リヤーが滑るので柔らかくしたらグリップが上がるセッティング

リヤーが滑るので柔らかくしたらグリップが上がるセッティング

あり得ないと思っていた「スプリングを柔らかくする」という方法について。

スプリングを交換するとき

当然のようにダンパーのセッティング変更を前提に話を今まで進めてきましたが、もう一つスプリングを柔らかくする方法もあるわけです。

おおよそ、やってはいけないセッティングなんてありません。

過程も方法もどうでも良く、結果が良ければOKです。

しかしこの場面ではNGだとおもいます。

確かに、スプリング(スプリングレート)を柔らかくするとトラクションが上がるとか車勢(姿勢)がリア下がりになるとか言われます。

実際には柔らかくなるという感覚はさておき、ストローク量が増えるのが一番の変更理由(特長)になると思います。

要は、たとえば1Gと2Gの姿勢の差が大きくなるということです。この場面ではイニシャルは何の意味もありません。

したがって、「スプリングを変更したらリア―のグリップが上がった」というのはたとえそれが事実だとしてもそのまま使える決定事項ではなく、間違ってもそれがそのままセッティングテクニックにはなりえないということです。なぜなら、そこ以外がめちゃくちゃになっているはずだからです。

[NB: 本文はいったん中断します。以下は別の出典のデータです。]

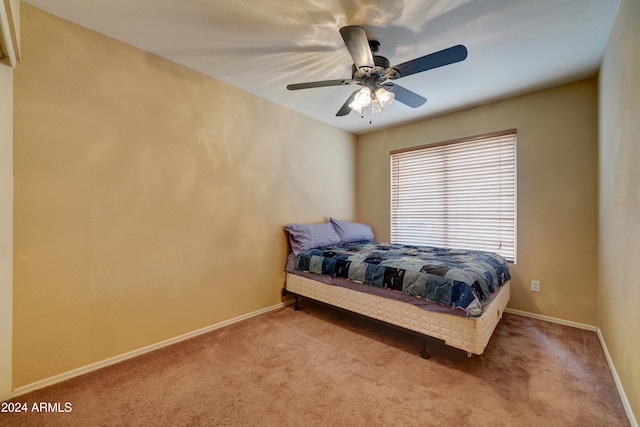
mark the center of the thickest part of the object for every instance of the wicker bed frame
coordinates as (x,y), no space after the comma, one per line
(470,334)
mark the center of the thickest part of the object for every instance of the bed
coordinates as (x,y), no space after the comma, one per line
(457,296)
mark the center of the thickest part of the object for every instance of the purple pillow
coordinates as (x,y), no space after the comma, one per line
(308,236)
(352,231)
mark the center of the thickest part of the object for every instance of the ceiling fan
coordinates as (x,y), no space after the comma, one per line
(374,74)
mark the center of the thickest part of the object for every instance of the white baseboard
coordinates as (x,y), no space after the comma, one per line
(616,378)
(552,319)
(94,366)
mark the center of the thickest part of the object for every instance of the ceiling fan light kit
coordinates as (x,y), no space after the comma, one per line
(374,73)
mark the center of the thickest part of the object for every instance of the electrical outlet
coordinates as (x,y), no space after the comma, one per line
(535,286)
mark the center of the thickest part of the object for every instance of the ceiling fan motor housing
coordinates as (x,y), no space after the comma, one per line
(381,69)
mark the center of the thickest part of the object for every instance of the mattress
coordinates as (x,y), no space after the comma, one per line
(470,334)
(461,280)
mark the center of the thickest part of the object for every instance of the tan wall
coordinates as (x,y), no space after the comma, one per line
(619,280)
(6,228)
(149,198)
(557,190)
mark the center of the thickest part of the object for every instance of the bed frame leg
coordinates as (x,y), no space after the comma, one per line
(423,352)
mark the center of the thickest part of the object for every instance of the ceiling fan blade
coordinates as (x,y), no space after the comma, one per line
(345,109)
(434,60)
(406,96)
(356,41)
(323,83)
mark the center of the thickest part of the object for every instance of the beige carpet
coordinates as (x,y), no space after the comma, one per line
(325,367)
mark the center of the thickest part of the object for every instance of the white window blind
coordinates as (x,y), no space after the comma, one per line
(457,194)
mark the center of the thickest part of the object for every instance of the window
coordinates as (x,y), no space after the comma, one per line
(457,194)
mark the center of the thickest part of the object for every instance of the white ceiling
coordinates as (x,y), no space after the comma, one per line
(515,46)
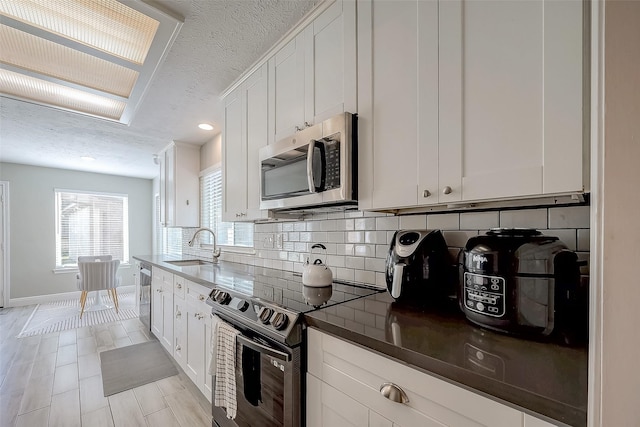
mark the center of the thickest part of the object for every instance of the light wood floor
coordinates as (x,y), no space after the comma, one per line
(55,380)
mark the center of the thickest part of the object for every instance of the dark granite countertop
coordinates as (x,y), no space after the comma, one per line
(544,379)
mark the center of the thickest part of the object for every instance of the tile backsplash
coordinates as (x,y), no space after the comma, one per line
(357,242)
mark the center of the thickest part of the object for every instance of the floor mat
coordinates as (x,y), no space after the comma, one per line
(63,315)
(132,366)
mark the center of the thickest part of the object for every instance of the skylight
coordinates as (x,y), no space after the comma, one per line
(93,57)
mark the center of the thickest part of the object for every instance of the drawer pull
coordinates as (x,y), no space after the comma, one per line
(393,393)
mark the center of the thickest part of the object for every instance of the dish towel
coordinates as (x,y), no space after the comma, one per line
(225,367)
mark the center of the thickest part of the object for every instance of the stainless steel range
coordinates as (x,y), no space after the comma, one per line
(268,311)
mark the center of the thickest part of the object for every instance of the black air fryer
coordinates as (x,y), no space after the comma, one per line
(417,265)
(522,282)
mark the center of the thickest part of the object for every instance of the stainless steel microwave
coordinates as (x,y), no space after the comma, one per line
(316,167)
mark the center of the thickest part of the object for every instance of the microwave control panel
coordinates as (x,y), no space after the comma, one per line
(484,294)
(332,157)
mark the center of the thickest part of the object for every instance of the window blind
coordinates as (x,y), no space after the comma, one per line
(90,224)
(227,233)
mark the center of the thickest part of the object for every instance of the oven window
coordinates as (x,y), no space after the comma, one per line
(260,385)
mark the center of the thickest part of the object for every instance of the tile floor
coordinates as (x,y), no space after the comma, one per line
(55,380)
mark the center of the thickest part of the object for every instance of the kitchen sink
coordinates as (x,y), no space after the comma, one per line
(188,262)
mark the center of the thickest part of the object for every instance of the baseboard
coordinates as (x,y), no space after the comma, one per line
(43,299)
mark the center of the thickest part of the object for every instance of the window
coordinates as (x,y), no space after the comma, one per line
(167,240)
(91,224)
(227,233)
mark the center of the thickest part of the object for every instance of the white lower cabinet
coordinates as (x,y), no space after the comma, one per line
(182,322)
(197,334)
(162,307)
(343,388)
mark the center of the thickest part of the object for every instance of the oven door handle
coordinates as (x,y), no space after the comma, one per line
(261,348)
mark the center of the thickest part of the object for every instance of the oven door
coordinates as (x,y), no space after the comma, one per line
(268,386)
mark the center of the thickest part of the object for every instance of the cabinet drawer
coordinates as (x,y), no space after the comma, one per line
(179,286)
(360,373)
(196,292)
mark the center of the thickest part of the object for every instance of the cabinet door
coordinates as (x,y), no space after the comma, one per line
(156,308)
(235,158)
(167,318)
(169,202)
(208,378)
(179,328)
(398,102)
(330,78)
(510,98)
(256,100)
(328,407)
(286,88)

「そんなことはない」という方は、たぶん、次のようなことが秘密裏に行われているのをご存じないだけではないかと思います。

ライダーに「リアが滑るからスプリングを柔らかくしてくれ」といわれたメカニックは既に持っているディメンジョンデータをもとに車高を変え、イニシャルを変え、ダンパー設定を変えて今までのセッティングが無駄にならないようなスプリングレートと長さを特定できるような、セッティングテクニック(データと経験)をもってしてライダーの発言を活かしつつセッティングの変更を行ったのではないでしょうか?

この場合、そもそも、ライダーが決めるのではなくスタッフにお伺いを立てれば全然別のアプローチになったかもしれないし、あるいは、

「スプリング交換とその他のパーツの設定変更」が約されて「スプリング交換」になってしまったのかもしれません。しかし、これは約しすぎだし、肝心なほうを省くなんて。

 

数字が大事

 

因みに最低限1G、2G、0Gのディメンジョンは計測しておかないと計画性のあるセッティングはできません。

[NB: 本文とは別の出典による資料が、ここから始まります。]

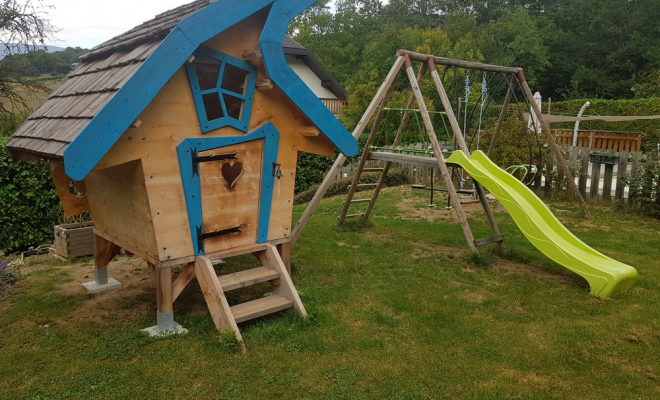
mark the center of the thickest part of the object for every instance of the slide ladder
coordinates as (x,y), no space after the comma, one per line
(605,275)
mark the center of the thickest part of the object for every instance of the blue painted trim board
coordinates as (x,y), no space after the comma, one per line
(102,132)
(192,186)
(197,93)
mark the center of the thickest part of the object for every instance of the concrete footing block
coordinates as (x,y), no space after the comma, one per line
(93,287)
(177,329)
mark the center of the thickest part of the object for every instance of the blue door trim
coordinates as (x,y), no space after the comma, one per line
(191,181)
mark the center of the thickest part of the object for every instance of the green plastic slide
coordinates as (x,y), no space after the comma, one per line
(605,275)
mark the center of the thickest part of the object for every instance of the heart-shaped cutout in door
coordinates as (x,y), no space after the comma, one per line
(231,171)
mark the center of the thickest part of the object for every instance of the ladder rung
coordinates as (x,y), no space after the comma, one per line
(358,201)
(248,277)
(260,307)
(354,215)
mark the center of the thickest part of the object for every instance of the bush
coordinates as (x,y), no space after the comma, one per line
(394,178)
(644,189)
(30,205)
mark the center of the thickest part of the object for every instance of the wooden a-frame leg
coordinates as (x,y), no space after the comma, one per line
(104,251)
(215,297)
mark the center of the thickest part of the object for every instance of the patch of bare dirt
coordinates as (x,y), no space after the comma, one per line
(536,273)
(415,208)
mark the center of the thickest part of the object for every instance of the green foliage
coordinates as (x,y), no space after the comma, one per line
(30,206)
(643,106)
(310,170)
(340,187)
(644,189)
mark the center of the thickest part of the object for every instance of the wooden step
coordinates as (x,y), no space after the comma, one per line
(260,307)
(248,277)
(358,201)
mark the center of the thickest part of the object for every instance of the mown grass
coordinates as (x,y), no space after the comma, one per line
(398,310)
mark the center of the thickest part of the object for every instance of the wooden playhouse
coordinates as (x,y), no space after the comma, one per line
(184,132)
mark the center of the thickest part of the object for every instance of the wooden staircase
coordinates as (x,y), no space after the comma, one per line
(272,270)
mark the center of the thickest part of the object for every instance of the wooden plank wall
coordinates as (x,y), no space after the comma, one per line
(601,140)
(172,117)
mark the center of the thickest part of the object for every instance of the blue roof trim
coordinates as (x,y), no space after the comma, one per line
(289,82)
(82,155)
(102,132)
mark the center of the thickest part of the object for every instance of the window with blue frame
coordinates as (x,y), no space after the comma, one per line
(223,89)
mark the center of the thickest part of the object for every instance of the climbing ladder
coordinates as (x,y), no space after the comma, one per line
(436,161)
(272,270)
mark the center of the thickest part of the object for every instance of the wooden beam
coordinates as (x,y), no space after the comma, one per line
(104,251)
(553,145)
(71,204)
(186,275)
(439,158)
(460,139)
(500,120)
(215,297)
(164,300)
(357,132)
(270,258)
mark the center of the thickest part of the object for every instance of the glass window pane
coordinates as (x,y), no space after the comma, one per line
(212,106)
(234,106)
(207,71)
(234,79)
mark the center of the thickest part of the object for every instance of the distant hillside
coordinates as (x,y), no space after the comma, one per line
(19,49)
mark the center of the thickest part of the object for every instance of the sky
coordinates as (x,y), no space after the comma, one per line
(87,23)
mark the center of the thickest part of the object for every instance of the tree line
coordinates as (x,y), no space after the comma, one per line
(569,49)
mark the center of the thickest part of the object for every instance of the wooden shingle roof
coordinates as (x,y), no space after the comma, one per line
(87,89)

今回の場合はさらに前後のスプリングレートからの縮み具合のデータも必要です。

フルブレーキング時、コーナイング時、立ち上がり時など様々な場面のディメンジョンをもとに、どこをどう変えるか検討していきます。

もちろんディメンジョン+ライディングのセットで組み合わせます。

 

先の1G,2Gのデータですがライダー乗車時と、空車時のデータも区別して計測しておくと、ライダーがバイクの上で何をできるか、その効果などを具体的な数値で予想できたりします。

 

ディメンジョン等の計測ツールを提供しているサイトを見つけました ⇒ Ez Custom Bikes

 

 

 

やっぱりダンパーの話ということで

因みに、スプリング(スプリングレートが柔らかく全長が同じ)だけを交換したら、バンキング時の挙動が変わりすぎて、リアのグリップどころじゃない事でしょう。

これがもしも、そうでもなかったら、そもそも全体のセッティングが適正じゃなく問題はそれ以前ということになってしまいます。

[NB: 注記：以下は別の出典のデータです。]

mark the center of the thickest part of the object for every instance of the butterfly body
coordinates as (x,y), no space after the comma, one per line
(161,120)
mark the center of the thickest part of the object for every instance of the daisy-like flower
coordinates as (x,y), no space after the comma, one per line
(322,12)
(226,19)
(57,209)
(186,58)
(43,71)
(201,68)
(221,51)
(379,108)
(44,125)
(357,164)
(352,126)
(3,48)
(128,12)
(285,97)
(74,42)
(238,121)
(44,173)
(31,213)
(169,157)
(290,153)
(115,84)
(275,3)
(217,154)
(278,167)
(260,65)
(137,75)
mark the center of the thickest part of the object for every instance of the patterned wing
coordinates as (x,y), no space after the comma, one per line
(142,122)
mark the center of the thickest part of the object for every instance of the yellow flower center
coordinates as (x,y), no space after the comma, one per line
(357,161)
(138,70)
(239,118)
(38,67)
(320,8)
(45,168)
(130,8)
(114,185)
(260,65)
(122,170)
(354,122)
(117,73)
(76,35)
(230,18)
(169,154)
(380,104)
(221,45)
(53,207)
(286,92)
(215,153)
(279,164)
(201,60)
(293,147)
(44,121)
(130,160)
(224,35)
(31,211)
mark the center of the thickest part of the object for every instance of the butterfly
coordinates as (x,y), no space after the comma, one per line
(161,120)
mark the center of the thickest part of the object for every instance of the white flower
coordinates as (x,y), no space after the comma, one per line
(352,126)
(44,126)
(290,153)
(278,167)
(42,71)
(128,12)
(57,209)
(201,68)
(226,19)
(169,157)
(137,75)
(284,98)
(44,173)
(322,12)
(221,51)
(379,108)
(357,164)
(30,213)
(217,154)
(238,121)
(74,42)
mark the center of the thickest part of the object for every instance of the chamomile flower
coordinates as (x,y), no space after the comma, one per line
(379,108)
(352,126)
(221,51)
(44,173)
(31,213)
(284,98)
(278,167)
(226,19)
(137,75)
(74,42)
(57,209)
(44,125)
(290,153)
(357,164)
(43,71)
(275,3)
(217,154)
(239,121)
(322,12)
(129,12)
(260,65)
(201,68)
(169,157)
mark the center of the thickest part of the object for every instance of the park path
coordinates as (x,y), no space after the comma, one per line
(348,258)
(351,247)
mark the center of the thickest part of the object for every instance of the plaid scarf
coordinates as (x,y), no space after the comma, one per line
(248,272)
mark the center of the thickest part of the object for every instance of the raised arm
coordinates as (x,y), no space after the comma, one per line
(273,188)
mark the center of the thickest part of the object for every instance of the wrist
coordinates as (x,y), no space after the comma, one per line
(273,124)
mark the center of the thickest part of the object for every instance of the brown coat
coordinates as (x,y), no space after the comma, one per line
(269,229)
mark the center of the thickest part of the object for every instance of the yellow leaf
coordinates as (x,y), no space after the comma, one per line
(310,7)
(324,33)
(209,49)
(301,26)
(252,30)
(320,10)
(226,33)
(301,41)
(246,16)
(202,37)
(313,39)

もしも本当にこれだけ(リアのグリップ)の理由でスプリングを変更するにしても、マシンの性格からポリシーからライディングからすべてを考量してじゃないと、その選択に踏み切れないような気がします。

例えばライダー含めた車重に最適な柔らかさのスプリングにイニシャルかけまくった、あまりストロークしないホンダと、だれでも乗れる硬めのスプリングをイニシャルかけずにストロークさせやすくして乗りやすくしたヤマハみたいな(根拠ありません)。このバランスを崩すと完全に迷子になったりします。

なのでやはり今回はダンパーを弱める程度の話にとどめましょう。

ということで現状は、そのまま鵜呑みにしてはいけないけど、じゃあどうすればいいのか、どう理解すればいいのかの回答は無のままです。

個人的には、リアーが滑るのだったら、まずはライディングを変えて、その結果出た不都合をセッティングでどうこう、っていうのが前向きな気がします。

これが本当にセッティングだけで改善するのかは?

 

次回があるとしたら、

このような時に、そもそもフロントがどうなっていて、これをどうとらえて、リアの挙動の改善に結びつけるかということなどを。

 

では。

 

 

このネタの要素はまだまだ山盛りなので、この話は終わったわけではありません。

これだけで1年分ぐらいありそうです。

 

おおよそすべての事象を振動、振幅、慣性などで言い表すことができたりして、それをコントロールするがスプリングなりダンパーなりライディングなので、バイクは面白い。